OpenSmalltalk / opensmalltalk-vm

Cross-platform virtual machine for Squeak, Pharo, Cuis, and Newspeak.
http://opensmalltalk.org/
Other
557 stars 111 forks source link

Armv8 crash in MVC #617

Closed edoneel closed 2 years ago

edoneel commented 2 years ago

Hi,

ArmV8 crashes when you do the following:

  1. Start Squeak.
  2. Open a MVC Project
  3. in the MVC project open a Workspace
  4. Type something, and then enough returns to cause the something to scroll of the screen and the scroll bar to flop out.
  5. Scroll back --> segfault.

The patch that fixes this is attached. The patch is to take the slow path in fastPathBottomToTop in platforms/Cross/plugins/BitBltPlugin/BitBltGeneric.c

This only shows up when you use the optimized flag.

Crashes on:

gcc version 10.2.1 20210110 (Debian 10.2.1-6) gcc version 7.5.0 (Ubuntu/Linaro 7.5.0-3ubuntu1~18.04)

cheers

bruce PatchBitBltGeneric.patch.txt

eliotmiranda commented 2 years ago

Can we try and fix this properly? I'm always loathe to discard fast features just because. I'd rather understand the crash better. Tim?

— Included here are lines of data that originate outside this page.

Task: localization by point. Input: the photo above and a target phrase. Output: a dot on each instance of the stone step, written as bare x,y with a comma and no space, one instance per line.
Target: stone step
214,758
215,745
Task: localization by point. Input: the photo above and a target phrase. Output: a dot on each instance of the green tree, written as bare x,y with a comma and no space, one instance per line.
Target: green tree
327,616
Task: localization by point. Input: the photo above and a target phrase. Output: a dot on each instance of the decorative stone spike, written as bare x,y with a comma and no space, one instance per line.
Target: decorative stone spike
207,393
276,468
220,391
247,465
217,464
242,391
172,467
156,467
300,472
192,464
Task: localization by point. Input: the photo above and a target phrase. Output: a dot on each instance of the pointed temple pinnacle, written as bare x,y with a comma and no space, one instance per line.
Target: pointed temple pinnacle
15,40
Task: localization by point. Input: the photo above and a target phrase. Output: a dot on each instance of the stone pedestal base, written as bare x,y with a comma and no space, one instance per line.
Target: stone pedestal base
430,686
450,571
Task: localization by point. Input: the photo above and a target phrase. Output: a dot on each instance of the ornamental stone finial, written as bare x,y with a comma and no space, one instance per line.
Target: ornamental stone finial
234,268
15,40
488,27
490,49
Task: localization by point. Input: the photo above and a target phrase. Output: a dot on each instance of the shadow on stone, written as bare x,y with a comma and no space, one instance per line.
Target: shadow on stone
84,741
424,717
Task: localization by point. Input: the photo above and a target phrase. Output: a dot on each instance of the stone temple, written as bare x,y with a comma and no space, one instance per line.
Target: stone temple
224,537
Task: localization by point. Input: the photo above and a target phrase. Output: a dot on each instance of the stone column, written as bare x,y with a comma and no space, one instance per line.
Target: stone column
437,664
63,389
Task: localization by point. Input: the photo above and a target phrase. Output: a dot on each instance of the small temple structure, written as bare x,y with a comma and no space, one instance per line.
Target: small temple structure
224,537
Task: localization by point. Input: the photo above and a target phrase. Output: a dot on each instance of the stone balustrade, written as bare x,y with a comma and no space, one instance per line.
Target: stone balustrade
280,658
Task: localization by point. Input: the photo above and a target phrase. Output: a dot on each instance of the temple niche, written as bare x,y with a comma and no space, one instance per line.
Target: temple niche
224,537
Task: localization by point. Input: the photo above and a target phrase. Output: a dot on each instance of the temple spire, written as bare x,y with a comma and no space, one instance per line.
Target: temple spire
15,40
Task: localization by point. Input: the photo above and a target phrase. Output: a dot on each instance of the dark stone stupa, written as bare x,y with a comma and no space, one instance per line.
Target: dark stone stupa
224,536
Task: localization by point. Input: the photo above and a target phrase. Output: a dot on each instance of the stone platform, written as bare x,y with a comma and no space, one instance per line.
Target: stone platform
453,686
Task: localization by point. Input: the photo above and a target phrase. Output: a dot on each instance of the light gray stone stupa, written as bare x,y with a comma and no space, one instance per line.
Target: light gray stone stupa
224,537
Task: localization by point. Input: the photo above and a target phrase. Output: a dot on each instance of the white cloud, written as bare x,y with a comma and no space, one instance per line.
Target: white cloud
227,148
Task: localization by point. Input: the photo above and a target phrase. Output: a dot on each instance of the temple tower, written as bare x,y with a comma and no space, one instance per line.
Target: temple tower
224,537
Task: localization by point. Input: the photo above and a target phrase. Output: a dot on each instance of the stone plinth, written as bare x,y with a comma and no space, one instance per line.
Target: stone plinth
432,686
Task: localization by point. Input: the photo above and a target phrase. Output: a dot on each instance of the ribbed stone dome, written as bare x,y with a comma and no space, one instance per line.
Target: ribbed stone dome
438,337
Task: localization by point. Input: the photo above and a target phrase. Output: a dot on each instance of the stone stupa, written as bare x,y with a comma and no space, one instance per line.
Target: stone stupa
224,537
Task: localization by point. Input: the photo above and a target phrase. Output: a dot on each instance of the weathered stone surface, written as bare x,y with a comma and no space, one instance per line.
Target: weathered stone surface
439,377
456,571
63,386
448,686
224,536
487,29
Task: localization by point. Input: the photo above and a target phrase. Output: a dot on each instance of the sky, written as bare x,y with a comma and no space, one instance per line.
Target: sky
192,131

marceltaeumel commented 2 years ago

Also, why are these fast code paths not even compiled for x86 anymore? It's not new code...

edoneel commented 2 years ago

Hi,

In response to Marcel - it does not seem that these fast code paths are designed to work on x86.

This is selected in ./opensmalltalk-vm/platforms/unix/config/configure around line 18555 or so. I have pasted it below.

The BitBltGeneric.c file that fails is only but for Arm32 and Arm64.

In the x86-64 one only uses BitBltPlugin.c.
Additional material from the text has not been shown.